Turn and face the strain… changes

Encare o estranho ou encare a distensão das mudanças.

 

Segunda-feira passada eu não quis acreditar nas notícias que pipocavam na internet: David Bowie morre, aos 69 anos, poucos dias depois de seu aniversário e do lançamento de Blackstar. Nunca fiquei tão triste com a morte de um artista. Como disse uma amiga, parece a morte de um parente distante. Meses antes, sentia-me feliz só pelo fato de Bowie estar trabalhando, criando seus discos e vídeos, olhando para nós, como no clipe de Valentine’s day.

 

Por volta de 2001, dois grandes fãs do Bowie, que trabalhavam comigo, me apresentaram sua obra dos anos 1970, que eu praticamente desconhecia. Lembremos que naquela época era demoradíssimo baixar arquivos de música, quem diria assistir vídeos como no youtube. A cada semana, eles me emprestavam um CD: o primeiro foi Hunky Dory. E assim foi:  escutando toda sua obra por ordem cronológica, passando pelos maravilhosos trabalhos dos anos 1970, conhecendo outros grandes nomes do glam rock, como Roxy Music e T. Rex, a fase berlinense, continuando até os menos apreciados discos dos anos oitenta, Never let me down e seus ótimos trabalhos dos noventa, Buddha of Suburbia, Outside (para só então depois voltar aos primeiros trabalhos, Space Oddity e The man who sold the world). Eu já tinha Earthling, de que gostava muito.
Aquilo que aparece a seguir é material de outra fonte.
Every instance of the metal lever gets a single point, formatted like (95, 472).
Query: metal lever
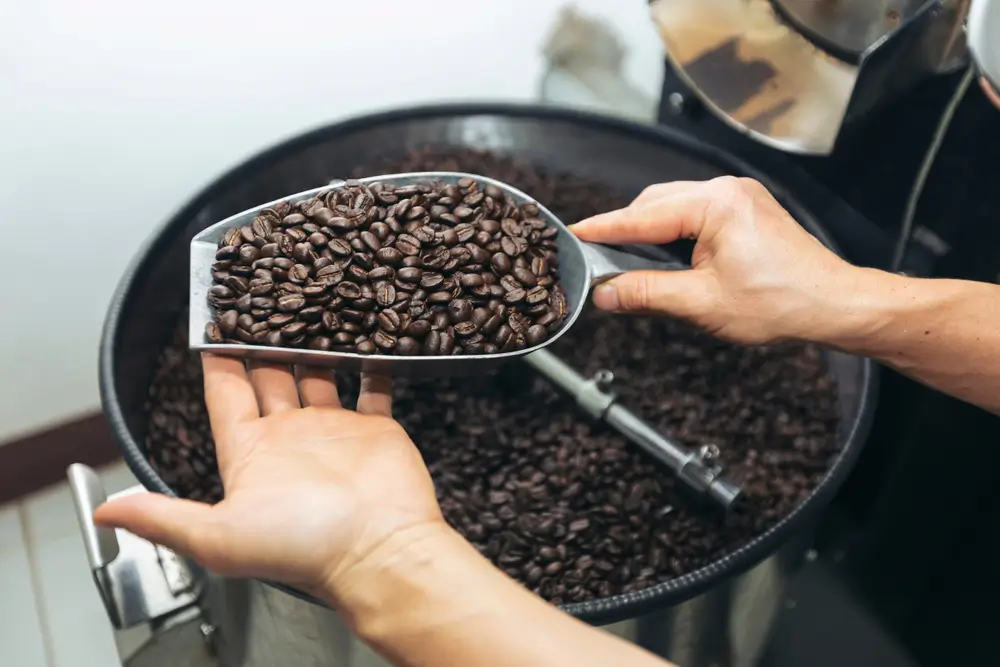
(695, 469)
(140, 583)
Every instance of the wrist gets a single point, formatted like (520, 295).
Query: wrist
(855, 309)
(415, 578)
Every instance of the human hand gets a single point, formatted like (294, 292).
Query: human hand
(314, 493)
(757, 276)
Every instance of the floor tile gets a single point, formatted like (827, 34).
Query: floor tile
(21, 634)
(77, 625)
(117, 477)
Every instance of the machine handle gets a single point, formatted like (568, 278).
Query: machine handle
(88, 492)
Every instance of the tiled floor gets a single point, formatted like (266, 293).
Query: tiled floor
(50, 613)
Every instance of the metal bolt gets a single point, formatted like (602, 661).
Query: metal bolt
(677, 103)
(708, 452)
(208, 635)
(603, 379)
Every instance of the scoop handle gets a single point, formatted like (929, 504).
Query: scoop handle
(607, 262)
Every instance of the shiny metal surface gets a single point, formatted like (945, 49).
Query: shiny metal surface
(581, 265)
(198, 619)
(728, 626)
(590, 394)
(153, 295)
(761, 65)
(142, 585)
(850, 26)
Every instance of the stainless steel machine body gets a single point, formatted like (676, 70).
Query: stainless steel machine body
(167, 611)
(717, 615)
(793, 74)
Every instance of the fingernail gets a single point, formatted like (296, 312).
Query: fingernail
(606, 297)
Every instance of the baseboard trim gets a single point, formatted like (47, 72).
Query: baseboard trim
(41, 458)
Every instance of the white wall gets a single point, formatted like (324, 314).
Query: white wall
(113, 112)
No aniversário de 2002 me presentearam Heathen, que era um lançamento recente. Me mostraram livros e nos encontrávamos para assistir videoclipes. Pouco depois perdemos contato; continuei porém muito fã do Bowie. Toda amizade tem seus pontos fracos e fortes, suas contribuições, descobertas e aprendizados. Obviamente mesmo que eu não os tivesse conhecido, teria com o tempo tido contato com as músicas do Bowie. Mas acho que não teria sido da maneira especial que foi. Por isso, desse encontro com eles ganhei muito, coisa de que até hoje sou grata.

image

Semana passada, me voltou à memória aquele longínquo texto sobre “Changes”. Demorei um pouco para encontrar, fui perguntar ao Marcello sobre seu antigo blog… e no fim das contas achei-o no computador, num arquivo de texto. Aí está ele, um tanto misterioso e elíptico, como eu costumava ser naqueles tempos:

Isso porque quanto mais mudamos, continuamos os mesmos, nos afastamos para chegar mais perto do ponto de partida, como fazemos numa volta ao mundo… e quantas voltas e voltas damos em torno das mesmas coisas? Pra chegar onde, a algum novo lugar necessariamente, ou àquilo que já temos em sonho?

(…)

Essa música foi gravada dez anos antes que eu nascesse, e foi aparecer pra mim quase vinte anos depois, quando alguém que nem era tão próximo de mim na época (e não é mais próximo) me emprestou Hunky Dory, e que queria me mostrar como David Bowie podia ser muito mais do que os hits dos anos 80, Outside e Earthling. Conseguiu me convencer só com esse CD. Acho que é meu preferido, até porque Changes é a primeira faixa. Uma informação paralela: Bowie a teria escrito pra Angie, quando estava grávida, segundo o Sergio, que me contou isso não faz tanto tempo.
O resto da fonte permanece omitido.